Ia menambahkan, terbangunnya opini “rumah sakit mengcovid-kan pasien” menimbulkan stigma dan pengaruh luar biasa pada menurunnya kepercayaan publik terhadap rumah sakit dan meruntuhkan semangat dan ketulusan pelayanan yang dilaksanakan rumah sakit dan tenaga kesehatan.
“Hal ini dikhawatirkan dapat menimbulkan dampak negatif dalam pelayanan kesehatan yang dilakukan oleh rumah sakit kepada pasien dan masyarakat umum. Jika benar dan dapat dibuktikan secara sah, PERSI sangat mendukung pemberian sanksi terhadap oknum petugas atau institusi rumah sakit yang melakukan kecurangan dengan “mengcovid-kan pasien,” terang Kuntjoro Adi Purjanto.
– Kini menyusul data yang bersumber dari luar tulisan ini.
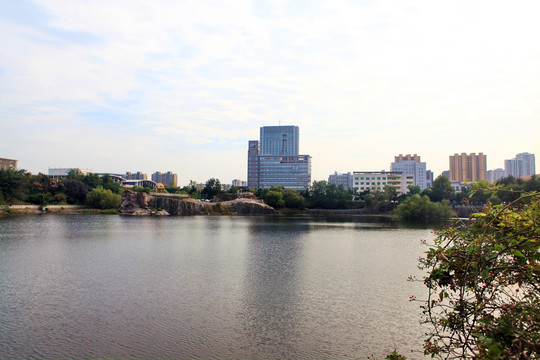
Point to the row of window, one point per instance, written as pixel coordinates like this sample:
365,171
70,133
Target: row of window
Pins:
372,178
PERSI mengimbau, mengajak dan senantiasa berkolaborasi kepada para pihak yang berkepentingan memperbaiki pelayanan kesehatan dalam penanganan pandemi Covid-19. PERSI menerima masukan, aspirasi dan keluhan dapat disampaikan dengan cara yang tepat dan saluran yang benar.